Department of Neurology, Howard Hughes Medical Institute, Beth Israel Deaconess Medical Center and Harvard Medical School, gmochida{at}bidmc.harvard.edu., Pediatric Neurology Unit, Department of Neurology, Massachusetts General Hospital, Boston, MA

Genetic malformations of the cerebral cortex are important causes of neurologic morbidity in children because they are often associated with developmental delay, motor disturbances (cerebral palsy), and epilepsy. Primary autosomal recessive microcephaly is a cortical malformation with a low incidence of epilepsy. One of its causative genes, ASPM, might play an important role in regulating proliferation of neuronal progenitor cells.
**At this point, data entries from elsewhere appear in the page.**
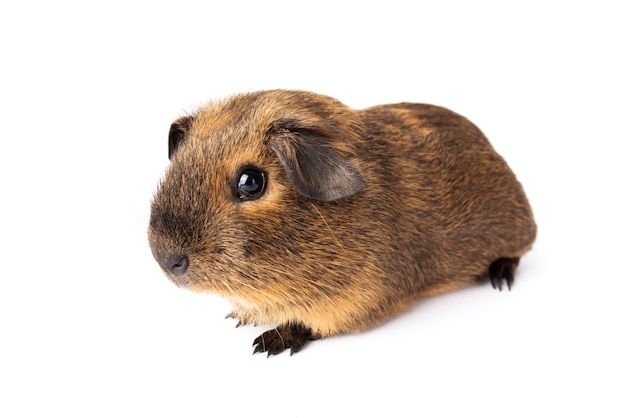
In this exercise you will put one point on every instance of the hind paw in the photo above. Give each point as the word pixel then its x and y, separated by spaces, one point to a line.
pixel 503 269
pixel 293 336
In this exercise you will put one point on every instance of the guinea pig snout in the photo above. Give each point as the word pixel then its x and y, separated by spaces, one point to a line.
pixel 177 264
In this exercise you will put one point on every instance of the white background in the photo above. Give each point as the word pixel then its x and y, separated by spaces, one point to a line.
pixel 89 326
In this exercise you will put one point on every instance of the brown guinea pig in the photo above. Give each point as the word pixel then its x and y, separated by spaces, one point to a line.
pixel 321 219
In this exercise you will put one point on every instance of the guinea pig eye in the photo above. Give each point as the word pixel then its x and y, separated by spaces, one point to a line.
pixel 250 184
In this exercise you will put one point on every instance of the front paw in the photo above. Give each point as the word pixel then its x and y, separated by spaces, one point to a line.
pixel 294 336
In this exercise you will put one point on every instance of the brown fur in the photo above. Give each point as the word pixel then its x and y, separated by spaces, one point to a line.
pixel 364 210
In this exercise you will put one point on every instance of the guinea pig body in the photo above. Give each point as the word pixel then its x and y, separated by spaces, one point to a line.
pixel 322 220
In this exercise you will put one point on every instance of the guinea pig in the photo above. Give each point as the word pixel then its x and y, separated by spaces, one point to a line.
pixel 319 219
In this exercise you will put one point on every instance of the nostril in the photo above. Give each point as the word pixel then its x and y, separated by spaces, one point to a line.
pixel 177 264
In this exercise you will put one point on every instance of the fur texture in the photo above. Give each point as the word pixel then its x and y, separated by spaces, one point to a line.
pixel 362 212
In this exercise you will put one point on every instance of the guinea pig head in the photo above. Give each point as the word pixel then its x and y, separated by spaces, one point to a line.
pixel 236 213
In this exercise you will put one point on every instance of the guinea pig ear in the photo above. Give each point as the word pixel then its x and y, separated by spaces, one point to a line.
pixel 315 170
pixel 178 130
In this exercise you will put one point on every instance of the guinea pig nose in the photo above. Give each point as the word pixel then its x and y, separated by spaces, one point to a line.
pixel 177 264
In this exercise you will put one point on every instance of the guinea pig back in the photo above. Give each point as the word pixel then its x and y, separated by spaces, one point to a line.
pixel 321 219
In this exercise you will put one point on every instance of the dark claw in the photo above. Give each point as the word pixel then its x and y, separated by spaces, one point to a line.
pixel 503 269
pixel 293 336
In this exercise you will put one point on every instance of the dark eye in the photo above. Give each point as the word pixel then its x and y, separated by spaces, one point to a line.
pixel 251 184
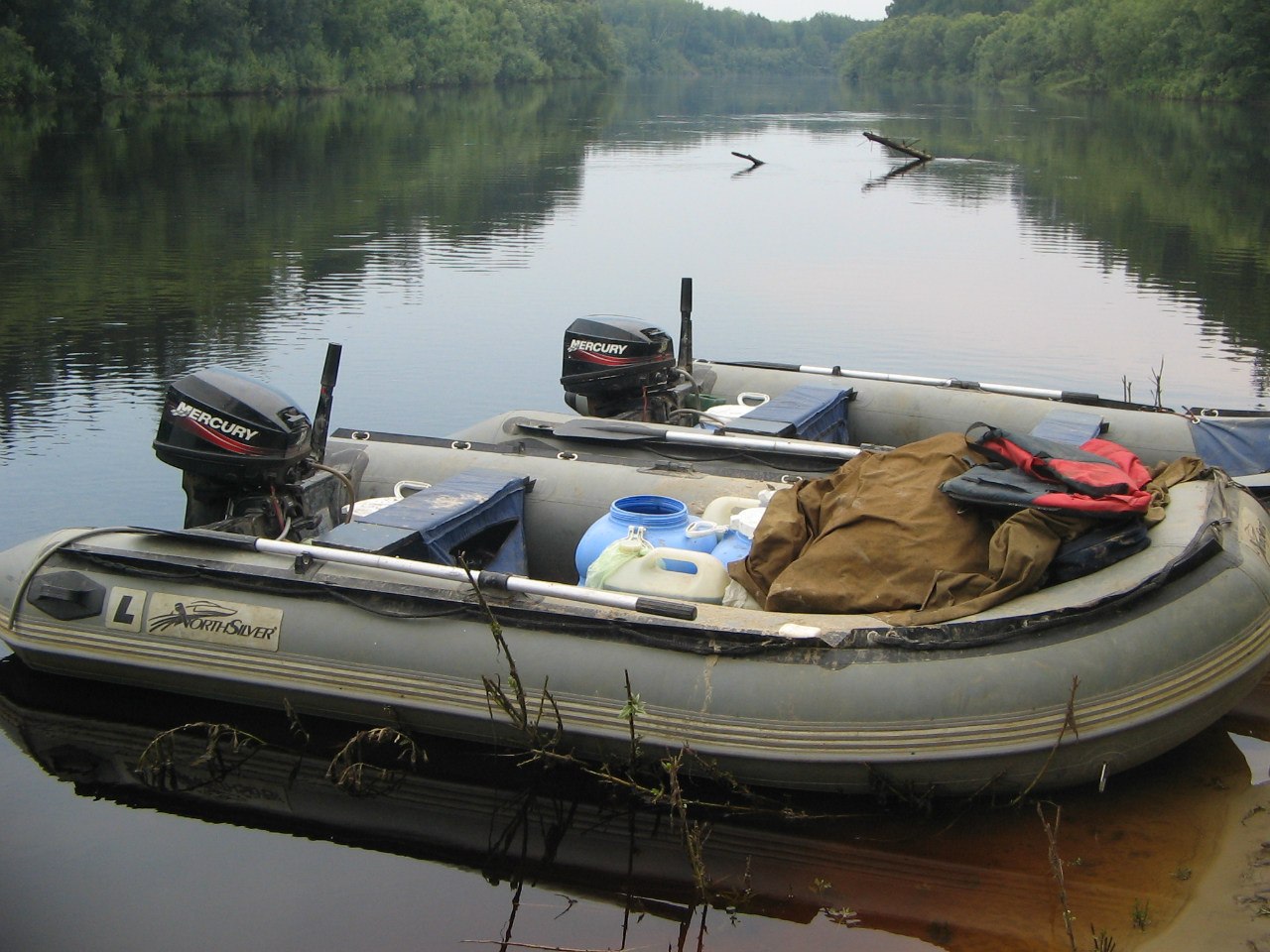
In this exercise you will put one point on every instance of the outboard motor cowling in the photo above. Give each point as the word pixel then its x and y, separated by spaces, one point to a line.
pixel 236 440
pixel 611 365
pixel 221 424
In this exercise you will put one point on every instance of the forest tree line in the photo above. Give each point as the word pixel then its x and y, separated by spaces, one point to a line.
pixel 1175 49
pixel 1182 49
pixel 200 48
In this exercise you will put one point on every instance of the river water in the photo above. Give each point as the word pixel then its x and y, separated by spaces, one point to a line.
pixel 445 240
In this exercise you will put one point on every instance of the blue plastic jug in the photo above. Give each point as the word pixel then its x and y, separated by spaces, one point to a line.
pixel 666 526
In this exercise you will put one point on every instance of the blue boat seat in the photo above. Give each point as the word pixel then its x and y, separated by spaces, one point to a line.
pixel 476 515
pixel 1075 426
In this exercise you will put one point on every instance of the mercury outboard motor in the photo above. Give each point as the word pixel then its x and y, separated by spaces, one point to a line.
pixel 246 456
pixel 616 366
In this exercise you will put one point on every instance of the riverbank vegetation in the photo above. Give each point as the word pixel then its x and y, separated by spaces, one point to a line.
pixel 1173 49
pixel 108 49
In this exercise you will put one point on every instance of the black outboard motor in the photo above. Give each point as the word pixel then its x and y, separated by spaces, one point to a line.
pixel 243 448
pixel 616 366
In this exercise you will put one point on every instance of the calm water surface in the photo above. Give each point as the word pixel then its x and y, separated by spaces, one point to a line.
pixel 445 240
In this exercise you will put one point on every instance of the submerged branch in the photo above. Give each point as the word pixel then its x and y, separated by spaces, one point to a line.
pixel 903 148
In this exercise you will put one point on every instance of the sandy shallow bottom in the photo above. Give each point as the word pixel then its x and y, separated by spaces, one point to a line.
pixel 1229 907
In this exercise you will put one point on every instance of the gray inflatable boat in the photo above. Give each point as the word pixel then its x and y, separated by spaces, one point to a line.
pixel 447 599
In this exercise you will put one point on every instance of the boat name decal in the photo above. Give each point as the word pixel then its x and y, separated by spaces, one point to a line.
pixel 204 417
pixel 595 347
pixel 214 620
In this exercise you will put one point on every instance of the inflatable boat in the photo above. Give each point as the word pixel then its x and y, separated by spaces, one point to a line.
pixel 439 581
pixel 626 368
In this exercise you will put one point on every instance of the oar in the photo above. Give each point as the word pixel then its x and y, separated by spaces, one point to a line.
pixel 630 430
pixel 449 572
pixel 1072 397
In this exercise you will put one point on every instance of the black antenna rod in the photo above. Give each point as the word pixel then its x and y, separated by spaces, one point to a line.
pixel 321 417
pixel 686 324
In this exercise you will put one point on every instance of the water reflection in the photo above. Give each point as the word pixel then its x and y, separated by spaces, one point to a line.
pixel 957 876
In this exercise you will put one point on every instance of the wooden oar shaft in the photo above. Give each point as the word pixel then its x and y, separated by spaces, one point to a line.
pixel 952 382
pixel 485 579
pixel 599 428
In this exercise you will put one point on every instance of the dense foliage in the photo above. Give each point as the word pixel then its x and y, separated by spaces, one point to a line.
pixel 1183 49
pixel 130 48
pixel 141 48
pixel 684 37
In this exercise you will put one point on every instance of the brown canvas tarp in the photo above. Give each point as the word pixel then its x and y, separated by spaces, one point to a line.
pixel 879 537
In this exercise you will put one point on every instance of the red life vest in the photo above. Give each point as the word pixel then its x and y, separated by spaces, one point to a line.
pixel 1098 477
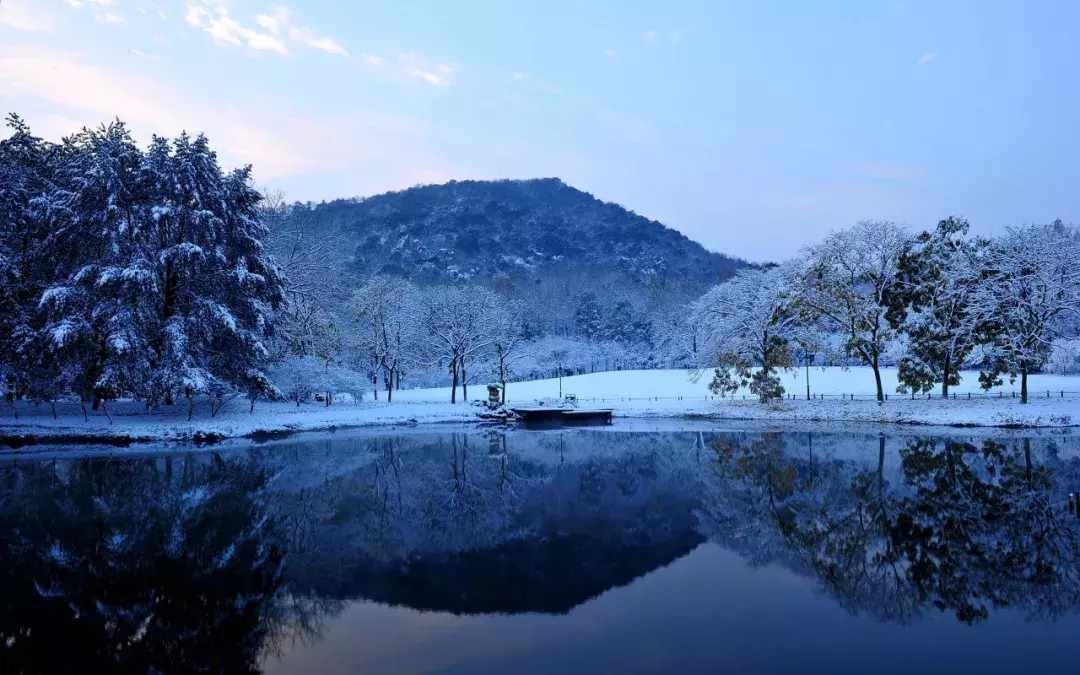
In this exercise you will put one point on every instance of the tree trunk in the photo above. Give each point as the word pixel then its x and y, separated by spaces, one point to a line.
pixel 877 380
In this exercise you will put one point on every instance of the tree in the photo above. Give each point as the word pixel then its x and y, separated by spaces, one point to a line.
pixel 940 274
pixel 847 284
pixel 308 252
pixel 588 319
pixel 456 325
pixel 509 345
pixel 161 284
pixel 1030 294
pixel 386 321
pixel 746 321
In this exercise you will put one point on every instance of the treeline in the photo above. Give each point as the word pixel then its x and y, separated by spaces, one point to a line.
pixel 151 273
pixel 130 271
pixel 932 302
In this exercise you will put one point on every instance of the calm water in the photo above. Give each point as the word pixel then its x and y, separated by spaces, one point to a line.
pixel 578 551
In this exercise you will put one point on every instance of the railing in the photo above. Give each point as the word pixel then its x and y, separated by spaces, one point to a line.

Mutations in ASPM do not seem to affect later stages of cortical development, such as neuronal migration, and this might be responsible for the low epileptogenicity of this malformation. ASPM might also have played an important role in the evolutionary expansion of the human brain. Bilateral frontoparietal polymicrogyria, on the other hand, is a highly epileptogenic malformation. Its causative gene, GPR56 , is also expressed in the neurogenic regions of the cortex, but its primary function might be in the determination of cell fate and/or cortical patterning. Further studies of these genes will likely lead to a better understanding of human brain development and epilepsy. (J Child Neurol 2005;20:300—303).